Public health officials hope the new test will encourage wider and more frequent testing. About 25 percent of all Americans carrying HIV, the virus that causes AIDS, do not know that they are infected, according to estimates by the Centers for Disease Control and Prevention. Around the world, that figure may be as high as 95 percent.
Although the test is as easy to use as a home-pregnancy kit and could eventually revolutionize HIV testing, the company, OraSure Technologies of Bethlehem, Pa., is not yet seeking approval for over-the-counter sales, report mercurynews.com
About one-fourth of the 850,000 to 950,000 Americans living with HIV don't know it, according to the Centers for Disease Control and Prevention. OraSure's rapid blood test was hailed when it won approval in November 2002 as a way to dramatically increase the number of people who know they are infected. Until then, routine HIV tests took up to two weeks to provide results, and 8,000 people a year who tested positive at public clinics never returned to get the results.
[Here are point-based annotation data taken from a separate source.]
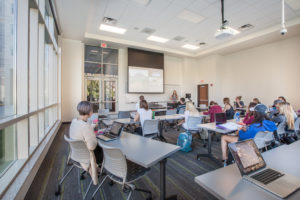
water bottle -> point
(237, 116)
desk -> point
(211, 127)
(145, 152)
(227, 182)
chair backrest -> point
(192, 122)
(181, 111)
(103, 111)
(297, 125)
(281, 128)
(150, 126)
(123, 114)
(114, 161)
(79, 150)
(261, 138)
(171, 112)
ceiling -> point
(80, 19)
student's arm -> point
(137, 117)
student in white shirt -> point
(80, 129)
(137, 106)
(142, 114)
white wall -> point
(72, 77)
(265, 72)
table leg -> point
(209, 154)
(161, 129)
(163, 182)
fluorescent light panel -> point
(157, 39)
(189, 46)
(113, 29)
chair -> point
(121, 171)
(150, 128)
(263, 139)
(78, 154)
(123, 114)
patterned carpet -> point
(181, 170)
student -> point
(213, 109)
(144, 113)
(228, 109)
(190, 111)
(80, 129)
(181, 105)
(282, 98)
(238, 102)
(137, 106)
(249, 114)
(256, 100)
(260, 123)
(286, 113)
(174, 96)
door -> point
(203, 94)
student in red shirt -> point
(214, 108)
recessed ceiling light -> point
(189, 46)
(113, 29)
(157, 39)
(190, 16)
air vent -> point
(109, 21)
(178, 38)
(148, 30)
(246, 27)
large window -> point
(7, 57)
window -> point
(7, 58)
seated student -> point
(80, 129)
(144, 113)
(286, 113)
(190, 110)
(249, 114)
(181, 105)
(260, 123)
(213, 109)
(228, 109)
(282, 98)
(238, 102)
(137, 106)
(256, 100)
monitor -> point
(247, 156)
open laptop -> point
(220, 118)
(253, 168)
(113, 133)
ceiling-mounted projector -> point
(224, 31)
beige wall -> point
(72, 58)
(265, 72)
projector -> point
(225, 32)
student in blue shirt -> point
(260, 123)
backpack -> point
(184, 140)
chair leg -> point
(58, 191)
(99, 187)
(87, 190)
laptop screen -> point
(220, 118)
(116, 128)
(247, 156)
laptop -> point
(113, 133)
(220, 118)
(253, 168)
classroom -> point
(149, 99)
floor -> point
(181, 170)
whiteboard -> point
(145, 80)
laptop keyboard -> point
(267, 176)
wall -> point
(72, 81)
(265, 72)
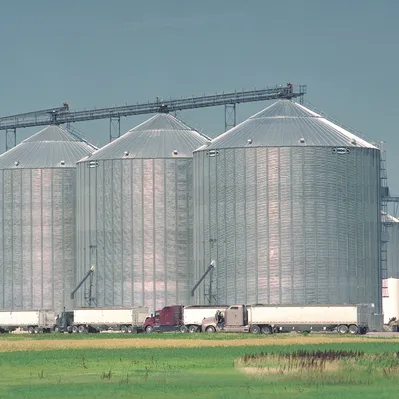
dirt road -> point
(51, 344)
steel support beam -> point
(114, 128)
(63, 115)
(11, 138)
(230, 116)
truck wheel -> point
(255, 329)
(192, 329)
(353, 329)
(149, 329)
(342, 329)
(266, 330)
(82, 329)
(183, 329)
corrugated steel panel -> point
(162, 136)
(37, 222)
(393, 248)
(135, 216)
(284, 124)
(288, 225)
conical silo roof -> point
(51, 147)
(287, 123)
(161, 136)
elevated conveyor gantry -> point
(62, 115)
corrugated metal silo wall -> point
(135, 225)
(289, 225)
(393, 251)
(37, 238)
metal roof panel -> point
(287, 123)
(52, 147)
(162, 136)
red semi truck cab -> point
(170, 318)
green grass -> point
(155, 336)
(176, 336)
(174, 373)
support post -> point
(229, 116)
(11, 138)
(114, 128)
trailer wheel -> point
(342, 329)
(192, 329)
(82, 329)
(149, 329)
(266, 330)
(353, 329)
(255, 329)
(183, 329)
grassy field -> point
(185, 366)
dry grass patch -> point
(318, 364)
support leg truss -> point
(230, 117)
(11, 138)
(114, 128)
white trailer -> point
(268, 319)
(33, 321)
(193, 316)
(102, 319)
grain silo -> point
(287, 203)
(390, 285)
(37, 220)
(135, 216)
(392, 247)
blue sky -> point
(95, 53)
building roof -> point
(387, 218)
(51, 147)
(284, 124)
(161, 136)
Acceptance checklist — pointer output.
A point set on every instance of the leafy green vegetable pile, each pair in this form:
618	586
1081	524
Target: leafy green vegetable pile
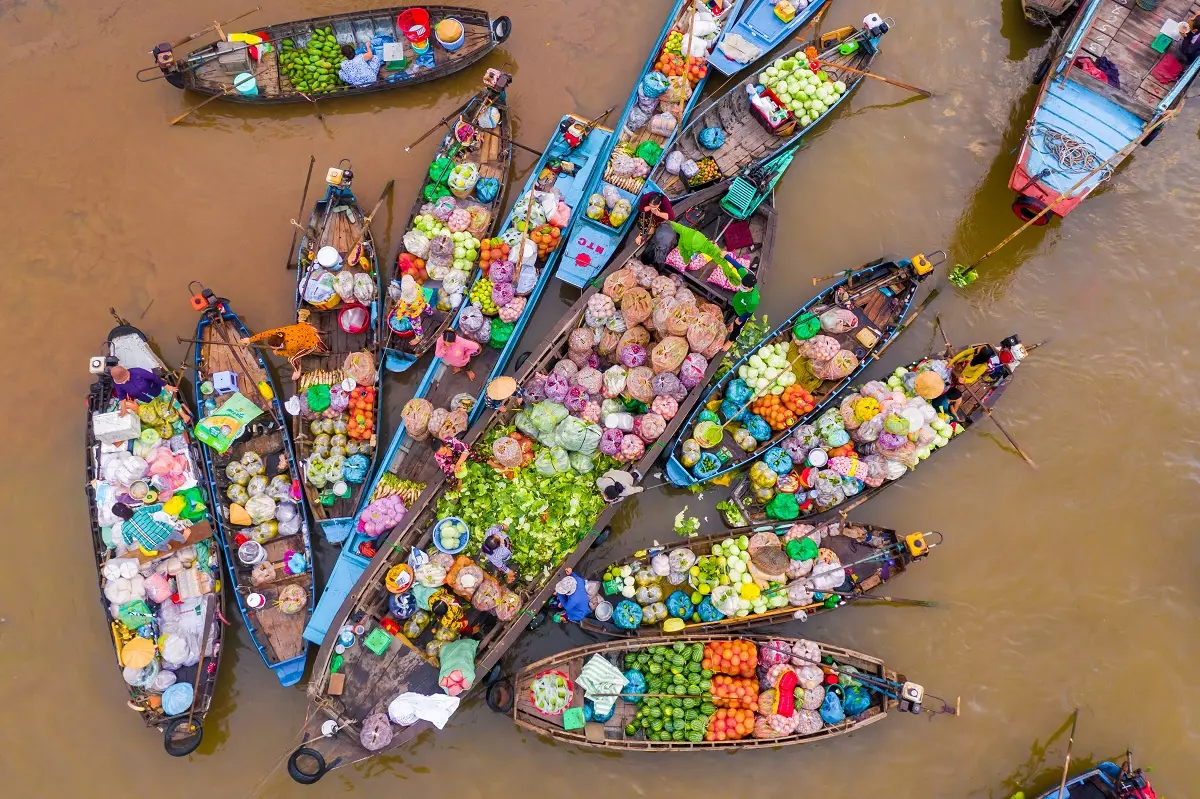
546	516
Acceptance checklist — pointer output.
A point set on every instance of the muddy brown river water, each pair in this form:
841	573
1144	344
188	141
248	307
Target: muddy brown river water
1072	584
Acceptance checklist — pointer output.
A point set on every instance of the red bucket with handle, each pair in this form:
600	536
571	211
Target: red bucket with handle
414	23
The rapid oral test may further expand efforts to get more high-risk people tested - because some people shun blood tests and because needle-free testing is safer for health workers, too.
"This oral test provides another important option for people who might be afraid of a blood test," Health and Human Services Secretary Tommy Thompson said in announcing the Food and Drug Administration's approval on Friday. "It will improve care for these people, and improve the public health as well," inform nj.com
Such testing is crucial not just so patients can seek HIV treatment, but because people who know they are infected usually take steps to prevent transmission to their sexual partners, added CDC's Dr. Dixie Snider.
Just like the rapid blood test, the rapid oral test is more than 99 percent accurate, the FDA said.
But people who test positive will need an additional laboratory-run test to confirm HIV infection.